Glutamine, a conditionally essential amino acid for VLBW infants, gained a lot of interest in recent years because of its important role in immunity, metabolism, and intestinal function. Parenteral administration of glutamine in critically ill adults reduced mortality while in preterm infants it did not decrease mortality or the incidence of late-onset sepsis when administered early in life (30,31). Previously, we found that glutamine-enriched enteral nutrition did not improve feeding tolerance or short-term outcome in VLBW infants, but infectious morbidity was significantly decreased in infants who received glutamine-enriched enteral nutrition (32). As glutamine is a source of “respiratory fuel” for gut-associated lymphoid tissue, it has been suggested to contribute to barrier function of the gut (33), by preservation of transepithelial resistance and/or decreasing intestinal permeability. These effects may result in less bacterial translocation and subsequently sepsis.
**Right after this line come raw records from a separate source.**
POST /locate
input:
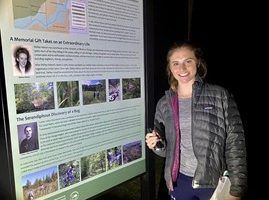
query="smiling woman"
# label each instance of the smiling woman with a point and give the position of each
(204, 135)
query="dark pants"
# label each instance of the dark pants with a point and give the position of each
(184, 190)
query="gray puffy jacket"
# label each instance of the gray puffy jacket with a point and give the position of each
(217, 136)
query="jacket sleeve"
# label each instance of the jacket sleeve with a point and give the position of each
(235, 149)
(159, 119)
In an infant rodent model (pup in the cup), dietary glutamine significantly decreased lipopolysaccharide-induced inflammatory mediators in the intestine, liver, and lung (34). Furthermore, low plasma glutamine levels have been found in preterm infants with NEC (35). The available literature reveals that septic neonates have increased muscle proteolysis, decreased protein synthesis, and a negative nitrogen balance during critical illness (36). Becker et al. (35) showed that infants with NEC have certain plasma amino acid deficiencies, i.e. arginine and glutamine. It is likely that these deficiencies are a result of intestinal consumption of these amino acids in the gastrointestinal tract during intestinal inflammation. Up till now, no dose response studies are available in preterm infants, but studies in neonatal pigs show that a higher enteral intake of amino acids results in a higher “consumption” of amino acids by the portal drained viscera (i.e. intestine, pancreas, spleen, and stomach) (2). Recently, Li et al. (37) showed that neither glutamine nor glutamate were able to rescue the somatic and intestinal growth retarding effects of decreased protein intake in rat pups. Whether splanchnic glutamine oxidation is further increased in infants with NEC or infants with sepsis who are partially enterally fed remains to be investigated. Interestingly, studies in neonatal piglets show that during protein restriction visceral amino acid oxidation is substantially suppressed.
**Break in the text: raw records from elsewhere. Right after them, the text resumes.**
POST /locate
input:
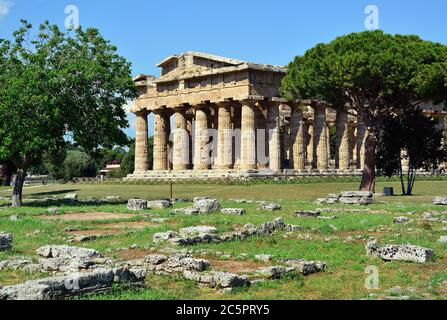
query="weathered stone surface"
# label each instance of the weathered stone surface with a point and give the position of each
(136, 204)
(71, 285)
(407, 252)
(159, 204)
(269, 206)
(306, 267)
(197, 230)
(206, 205)
(233, 211)
(164, 236)
(66, 258)
(263, 257)
(401, 220)
(440, 201)
(275, 272)
(155, 259)
(71, 197)
(6, 240)
(312, 214)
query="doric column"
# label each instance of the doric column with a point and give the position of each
(320, 138)
(201, 139)
(310, 144)
(225, 137)
(180, 157)
(361, 137)
(274, 137)
(342, 153)
(161, 128)
(141, 140)
(297, 139)
(248, 135)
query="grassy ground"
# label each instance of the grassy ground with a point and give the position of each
(341, 247)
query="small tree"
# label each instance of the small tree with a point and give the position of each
(413, 137)
(376, 74)
(56, 85)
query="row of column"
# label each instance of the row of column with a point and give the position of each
(301, 150)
To our knowledge, this is the first report in which preterm infants have been infused on the same day by both nasogastric and i.v. routes with a carbon and nitrogen labeled glutamine tracer. By using this dual stable isotope methodology, we were able to measure the first pass utilization of glutamine, to determine intermediates of glutamine in the TCA cycle, and to quantify the contribution of the abovementioned substrates to 13CO2 production. We found a small difference in the fractional first pass glutamine utilization during both study days. This might be due to our study protocol of two consecutive study days and thereby shortening of the washout period of all isotopes. However, baseline plasma enrichments and 13CO2 were not significantly different between the two study days, indicating that the tracer washout period between the two study days was appropriate. The small number of patients and the interindividual variability might explain this difference. Therefore, we believe that the mean fractional first-pass uptake of both study days gives an actual depiction.
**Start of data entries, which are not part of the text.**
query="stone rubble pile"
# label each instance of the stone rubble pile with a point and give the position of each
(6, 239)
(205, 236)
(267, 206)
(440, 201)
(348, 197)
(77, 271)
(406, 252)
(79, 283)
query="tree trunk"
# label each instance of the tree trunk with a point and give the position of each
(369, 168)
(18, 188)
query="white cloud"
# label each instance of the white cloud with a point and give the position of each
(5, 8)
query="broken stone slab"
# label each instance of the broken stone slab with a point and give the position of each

Although, the glutamine kinetics was examined in five preterm infants only, the data consistently demonstrate that the splanchnic tissues of preterm infants use more than half of the dietary glutamine. We hypothesized that the intestine has a high first-pass effect and is a major site of oxidation in preterm infants. The results of this study show that glutamine is extracted in great amounts by the splanchnic tissues and nearly 60% of the whole-body glutamine oxidation occurs in the splanchnic tissues, stressing its important role as oxidative fuel source for the enterocytes. In conclusion, the intestine is not merely an organ of nutrient assimilation, but one that uses substantial quantities of glutamine to maintain functions of critical importance, already in the first weeks of life in preterm infants.